心身ストレス改善せず 本社・東北大が被災者アンケート

河北新報社は東北大災害科学国際研究所と共同で、東日本大震災の被災地の現状を把握するため宮城県沿岸12市町の被災者1150人を対象にアンケートを実施した。震災から11日で2年。被災者の心と体の状況は1年前の前回調査時から改善せず、なお強いストレスを感じている実態が明らかになった。生活の復興感はインフラなどの復興状況よりも、心や体のストレス、地域コミュニティーの充実などに大きく左右されることも分かった。
調査では「気持ちが落ち着かない」など心の状態と「動悸(どうき)がする」など体の状態それぞれ6項目について、最近1カ月の実感を「全くない」から「いつもあった」まで5段階で評定してもらった。
5段階の評定を1~5の得点として合計し、回答者数の1150で割って心と体の「ストレス得点」を求めた。その結果今回の心のストレス得点は14.17点、体は10.15点だった。
昨年2月、同じ12市町で1097人を対象に実施した前回調査と比較すると、心は1.27ポイント向上し、体は0.08ポイント悪化した。いずれもごくわずかな増減幅にとどまり、この1年間で目立った改善は見られなかった。
項目別で「たびたびあった」「いつもあった」の合計が高いのは、心では「何をするのもおっくうだ」23.2%、「気持ちが落ち着かない」21.7%、体では「頭痛、頭が重い」12.4%、「のどが渇く」12.0%だった。
市町別に見ると南三陸町と岩沼市では心の状態が3ポイント以上改善し、逆に気仙沼市や女川町などで悪化した。体については仙台市や山元町などでは向上したが東松島市などでは前回より悪くなり、被災地間で差が出た。
生活の充実度などから算出した「生活復興感得点」は39.60点。これも前回の39.32点からほとんど変化がなかった。
生活復興感得点を分析すると、心のストレス得点のほか、「収入」「仮設住宅での近所付き合い」「体(健康)」の各不安度と強い相関関係があることが判明した。
名取市の場合、住まいの再建・移転に対する不安度や地域の復興スピードへの評価は低い半面、近所付き合いや収入の不安度が比較的少なく、生活復興感を押し上げる大きな要因となった。

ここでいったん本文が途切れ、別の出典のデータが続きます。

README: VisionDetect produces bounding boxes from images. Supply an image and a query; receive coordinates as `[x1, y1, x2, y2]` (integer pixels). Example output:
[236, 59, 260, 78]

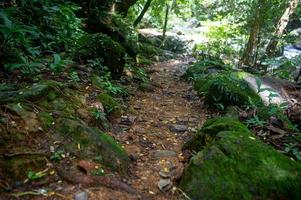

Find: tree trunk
[113, 0, 138, 17]
[134, 0, 152, 27]
[162, 4, 169, 41]
[239, 0, 268, 67]
[266, 0, 299, 56]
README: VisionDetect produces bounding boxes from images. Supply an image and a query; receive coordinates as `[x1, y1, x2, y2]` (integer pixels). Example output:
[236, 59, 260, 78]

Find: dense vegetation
[0, 0, 301, 199]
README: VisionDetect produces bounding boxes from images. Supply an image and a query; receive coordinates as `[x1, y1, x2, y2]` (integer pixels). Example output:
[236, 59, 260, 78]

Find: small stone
[74, 192, 88, 200]
[169, 124, 188, 133]
[159, 171, 170, 178]
[50, 146, 55, 153]
[120, 116, 136, 126]
[158, 179, 172, 192]
[151, 150, 177, 159]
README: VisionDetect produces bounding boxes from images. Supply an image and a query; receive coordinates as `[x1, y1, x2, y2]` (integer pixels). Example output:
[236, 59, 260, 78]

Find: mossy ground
[180, 118, 301, 199]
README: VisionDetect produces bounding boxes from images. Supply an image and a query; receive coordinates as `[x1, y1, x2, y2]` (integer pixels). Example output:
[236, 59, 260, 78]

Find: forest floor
[85, 59, 207, 200]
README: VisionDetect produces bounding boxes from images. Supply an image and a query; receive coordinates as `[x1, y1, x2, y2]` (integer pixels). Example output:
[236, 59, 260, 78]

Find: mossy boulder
[76, 33, 126, 79]
[0, 80, 62, 103]
[180, 118, 301, 200]
[97, 93, 122, 118]
[0, 154, 47, 182]
[257, 104, 298, 131]
[194, 72, 261, 107]
[56, 118, 130, 173]
[5, 103, 40, 132]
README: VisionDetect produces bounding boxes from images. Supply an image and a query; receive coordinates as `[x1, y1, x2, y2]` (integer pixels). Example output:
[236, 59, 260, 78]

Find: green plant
[246, 115, 267, 127]
[50, 150, 65, 161]
[284, 144, 301, 161]
[27, 170, 47, 181]
[100, 73, 129, 96]
[91, 168, 105, 176]
[92, 109, 106, 120]
[4, 56, 44, 74]
[49, 54, 72, 72]
[69, 71, 80, 82]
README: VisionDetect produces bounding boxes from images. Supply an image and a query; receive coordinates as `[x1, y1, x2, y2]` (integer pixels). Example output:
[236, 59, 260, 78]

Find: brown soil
[86, 57, 206, 200]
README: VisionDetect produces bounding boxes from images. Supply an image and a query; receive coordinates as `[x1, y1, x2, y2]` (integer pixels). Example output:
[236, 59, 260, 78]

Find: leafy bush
[0, 0, 83, 73]
[194, 72, 261, 109]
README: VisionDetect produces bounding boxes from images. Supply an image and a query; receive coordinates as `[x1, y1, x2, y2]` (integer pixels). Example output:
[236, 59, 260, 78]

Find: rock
[0, 153, 47, 182]
[169, 124, 188, 133]
[179, 117, 301, 200]
[120, 116, 136, 126]
[150, 150, 177, 159]
[74, 192, 88, 200]
[138, 83, 155, 92]
[5, 103, 41, 132]
[97, 93, 122, 118]
[158, 179, 172, 192]
[56, 118, 130, 173]
[194, 72, 263, 109]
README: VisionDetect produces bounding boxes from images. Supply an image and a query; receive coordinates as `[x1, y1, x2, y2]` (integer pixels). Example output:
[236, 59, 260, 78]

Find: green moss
[0, 80, 62, 102]
[57, 119, 130, 173]
[38, 112, 54, 129]
[180, 118, 301, 200]
[97, 93, 121, 115]
[257, 104, 298, 131]
[1, 155, 47, 182]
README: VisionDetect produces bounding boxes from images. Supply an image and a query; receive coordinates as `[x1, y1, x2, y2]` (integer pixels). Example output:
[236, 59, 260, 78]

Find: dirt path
[88, 57, 206, 200]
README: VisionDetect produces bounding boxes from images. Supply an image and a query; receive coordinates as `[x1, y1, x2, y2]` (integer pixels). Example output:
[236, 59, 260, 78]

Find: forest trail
[90, 59, 206, 200]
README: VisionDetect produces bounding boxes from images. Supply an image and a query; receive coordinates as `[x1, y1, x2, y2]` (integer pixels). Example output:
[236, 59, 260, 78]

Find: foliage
[50, 150, 65, 161]
[0, 0, 83, 73]
[27, 171, 47, 181]
[180, 117, 301, 199]
[194, 72, 261, 109]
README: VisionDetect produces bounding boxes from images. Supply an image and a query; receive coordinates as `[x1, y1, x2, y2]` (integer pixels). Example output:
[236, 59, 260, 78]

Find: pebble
[169, 124, 188, 133]
[159, 171, 170, 178]
[74, 192, 88, 200]
[151, 150, 177, 159]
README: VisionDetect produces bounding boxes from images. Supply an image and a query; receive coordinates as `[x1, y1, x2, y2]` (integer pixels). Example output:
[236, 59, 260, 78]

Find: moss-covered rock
[0, 154, 47, 182]
[57, 118, 130, 173]
[257, 104, 298, 131]
[97, 93, 122, 117]
[5, 103, 40, 132]
[180, 118, 301, 200]
[0, 80, 62, 102]
[194, 72, 261, 106]
[38, 112, 54, 129]
[76, 33, 126, 79]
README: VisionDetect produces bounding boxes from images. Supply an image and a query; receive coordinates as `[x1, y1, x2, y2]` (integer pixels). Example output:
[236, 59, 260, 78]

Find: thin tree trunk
[266, 0, 299, 56]
[239, 0, 268, 67]
[134, 0, 152, 27]
[163, 4, 169, 41]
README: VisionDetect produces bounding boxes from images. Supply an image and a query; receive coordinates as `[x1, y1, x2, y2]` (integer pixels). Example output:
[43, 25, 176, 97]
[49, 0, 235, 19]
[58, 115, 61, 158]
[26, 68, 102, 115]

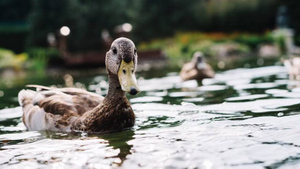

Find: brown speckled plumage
[19, 38, 138, 132]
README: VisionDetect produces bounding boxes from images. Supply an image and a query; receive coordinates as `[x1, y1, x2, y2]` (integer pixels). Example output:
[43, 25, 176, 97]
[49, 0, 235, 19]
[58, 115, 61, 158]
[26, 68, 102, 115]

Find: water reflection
[0, 66, 300, 168]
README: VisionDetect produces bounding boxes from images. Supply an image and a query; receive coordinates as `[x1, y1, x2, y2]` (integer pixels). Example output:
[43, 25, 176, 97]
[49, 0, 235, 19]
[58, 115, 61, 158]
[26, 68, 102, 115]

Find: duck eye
[113, 48, 117, 54]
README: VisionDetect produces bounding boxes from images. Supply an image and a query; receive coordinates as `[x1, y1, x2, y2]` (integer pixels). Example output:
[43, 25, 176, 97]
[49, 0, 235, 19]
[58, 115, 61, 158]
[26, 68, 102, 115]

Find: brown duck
[18, 38, 139, 132]
[180, 52, 215, 81]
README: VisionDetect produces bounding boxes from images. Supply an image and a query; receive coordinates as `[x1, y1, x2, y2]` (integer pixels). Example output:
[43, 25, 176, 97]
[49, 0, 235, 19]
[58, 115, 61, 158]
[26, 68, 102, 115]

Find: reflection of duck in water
[284, 57, 300, 80]
[180, 52, 215, 81]
[19, 38, 139, 132]
[100, 130, 134, 166]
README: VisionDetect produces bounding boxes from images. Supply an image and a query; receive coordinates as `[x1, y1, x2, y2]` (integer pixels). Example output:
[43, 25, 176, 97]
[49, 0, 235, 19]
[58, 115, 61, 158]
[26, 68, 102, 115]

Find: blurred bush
[0, 48, 28, 70]
[0, 24, 29, 53]
[138, 32, 274, 67]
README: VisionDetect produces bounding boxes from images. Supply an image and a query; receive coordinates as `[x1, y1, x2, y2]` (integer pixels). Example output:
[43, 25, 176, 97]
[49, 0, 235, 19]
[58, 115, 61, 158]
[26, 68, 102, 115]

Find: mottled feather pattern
[19, 85, 103, 131]
[19, 38, 137, 132]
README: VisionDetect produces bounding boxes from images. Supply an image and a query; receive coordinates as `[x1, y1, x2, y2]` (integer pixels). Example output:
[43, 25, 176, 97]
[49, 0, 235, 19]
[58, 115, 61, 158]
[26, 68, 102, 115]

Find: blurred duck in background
[284, 57, 300, 81]
[180, 51, 215, 81]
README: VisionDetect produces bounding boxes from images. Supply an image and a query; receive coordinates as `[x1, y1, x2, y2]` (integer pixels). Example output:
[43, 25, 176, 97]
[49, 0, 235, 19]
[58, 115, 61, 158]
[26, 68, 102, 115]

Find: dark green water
[0, 63, 300, 169]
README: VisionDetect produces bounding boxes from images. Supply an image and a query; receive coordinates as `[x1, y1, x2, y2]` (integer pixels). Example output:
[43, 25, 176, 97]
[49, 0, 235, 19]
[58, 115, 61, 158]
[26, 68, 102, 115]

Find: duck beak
[118, 60, 140, 95]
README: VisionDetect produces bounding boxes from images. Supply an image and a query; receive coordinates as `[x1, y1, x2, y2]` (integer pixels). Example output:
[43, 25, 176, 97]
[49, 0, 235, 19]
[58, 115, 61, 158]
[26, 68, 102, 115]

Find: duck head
[105, 37, 139, 95]
[193, 52, 206, 70]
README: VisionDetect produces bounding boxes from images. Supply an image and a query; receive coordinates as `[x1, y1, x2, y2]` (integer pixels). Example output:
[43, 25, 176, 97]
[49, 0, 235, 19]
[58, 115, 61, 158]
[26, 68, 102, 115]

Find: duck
[179, 51, 215, 81]
[18, 37, 140, 132]
[283, 57, 300, 80]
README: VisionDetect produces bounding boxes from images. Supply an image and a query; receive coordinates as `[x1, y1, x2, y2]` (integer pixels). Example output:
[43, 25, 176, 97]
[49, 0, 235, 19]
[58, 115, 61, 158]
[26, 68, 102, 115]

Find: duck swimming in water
[18, 38, 139, 132]
[179, 52, 215, 81]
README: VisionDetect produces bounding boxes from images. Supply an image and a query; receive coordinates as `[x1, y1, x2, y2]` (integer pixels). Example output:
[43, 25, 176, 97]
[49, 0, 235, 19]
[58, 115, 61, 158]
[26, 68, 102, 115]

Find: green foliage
[28, 48, 51, 75]
[0, 48, 28, 70]
[138, 32, 273, 66]
[0, 24, 29, 53]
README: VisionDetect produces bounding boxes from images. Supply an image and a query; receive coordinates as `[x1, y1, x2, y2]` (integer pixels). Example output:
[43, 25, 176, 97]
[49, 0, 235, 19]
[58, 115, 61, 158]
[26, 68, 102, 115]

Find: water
[0, 66, 300, 169]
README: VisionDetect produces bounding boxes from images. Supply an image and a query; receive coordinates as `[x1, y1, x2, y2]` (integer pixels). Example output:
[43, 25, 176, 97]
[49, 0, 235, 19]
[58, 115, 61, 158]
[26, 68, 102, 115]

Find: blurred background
[0, 0, 300, 83]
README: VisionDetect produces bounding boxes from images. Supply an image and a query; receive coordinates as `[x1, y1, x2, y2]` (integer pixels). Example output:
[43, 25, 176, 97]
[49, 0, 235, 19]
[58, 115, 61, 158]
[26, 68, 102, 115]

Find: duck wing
[18, 85, 104, 131]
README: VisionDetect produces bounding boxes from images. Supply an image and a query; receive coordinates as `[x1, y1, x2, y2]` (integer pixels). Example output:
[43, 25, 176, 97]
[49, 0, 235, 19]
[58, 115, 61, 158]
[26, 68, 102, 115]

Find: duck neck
[106, 72, 126, 100]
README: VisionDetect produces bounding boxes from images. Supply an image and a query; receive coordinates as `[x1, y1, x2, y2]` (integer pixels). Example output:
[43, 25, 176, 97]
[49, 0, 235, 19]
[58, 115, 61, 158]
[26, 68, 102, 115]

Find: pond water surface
[0, 66, 300, 169]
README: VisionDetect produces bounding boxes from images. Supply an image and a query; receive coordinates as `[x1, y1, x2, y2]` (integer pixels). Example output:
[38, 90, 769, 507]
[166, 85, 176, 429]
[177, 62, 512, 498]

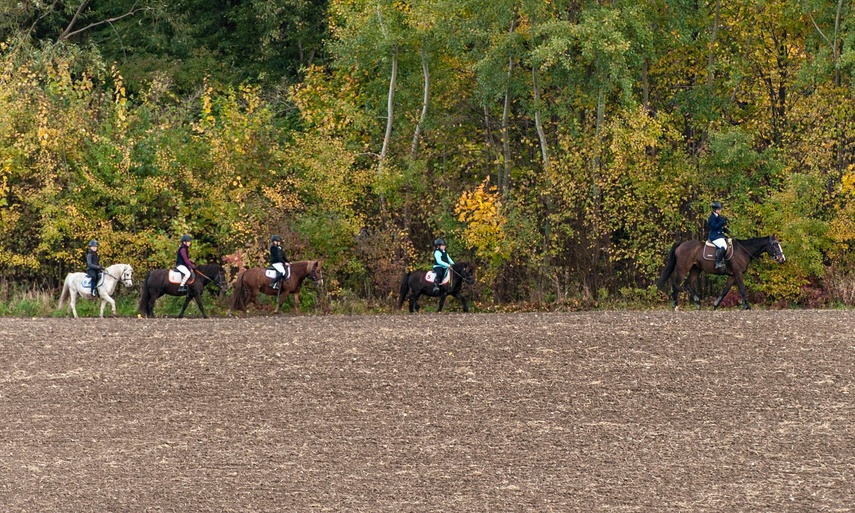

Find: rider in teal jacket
[433, 239, 454, 294]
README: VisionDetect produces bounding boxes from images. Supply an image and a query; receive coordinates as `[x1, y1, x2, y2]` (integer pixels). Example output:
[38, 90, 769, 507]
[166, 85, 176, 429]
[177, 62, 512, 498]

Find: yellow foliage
[454, 180, 510, 261]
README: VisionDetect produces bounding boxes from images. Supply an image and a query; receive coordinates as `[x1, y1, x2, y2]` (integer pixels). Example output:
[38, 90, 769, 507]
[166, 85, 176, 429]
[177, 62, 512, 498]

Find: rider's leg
[433, 267, 445, 294]
[270, 262, 285, 289]
[715, 248, 727, 270]
[177, 265, 190, 292]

一方、心のストレス得点が高い東松島市や、近所付き合いの不安度が高い亘理町、収入や仕事への不安度が高い多賀城市などは、復興状況への不満は少ないのに生活復興得点は伸びなかった。

[調査の方法]2月3~27日、気仙沼、石巻、東松島、多賀城、仙台、名取、岩沼7市と、南三陸、女川、七ケ浜、亘理、山元5町の仮設住宅に住む被災者を対象に実施した。調査員による聞き取り、配布回収で計1150人から有効回答を得た。男女比は男性34.3%、女性62.1%。年代別は20代4.2%、30代9.2%、40代12.1%、50代14.5%、60代25.5%、70代22.2%、80歳以上4.6%。調査会社のサーベイリサーチセンター東北事務所が協力した。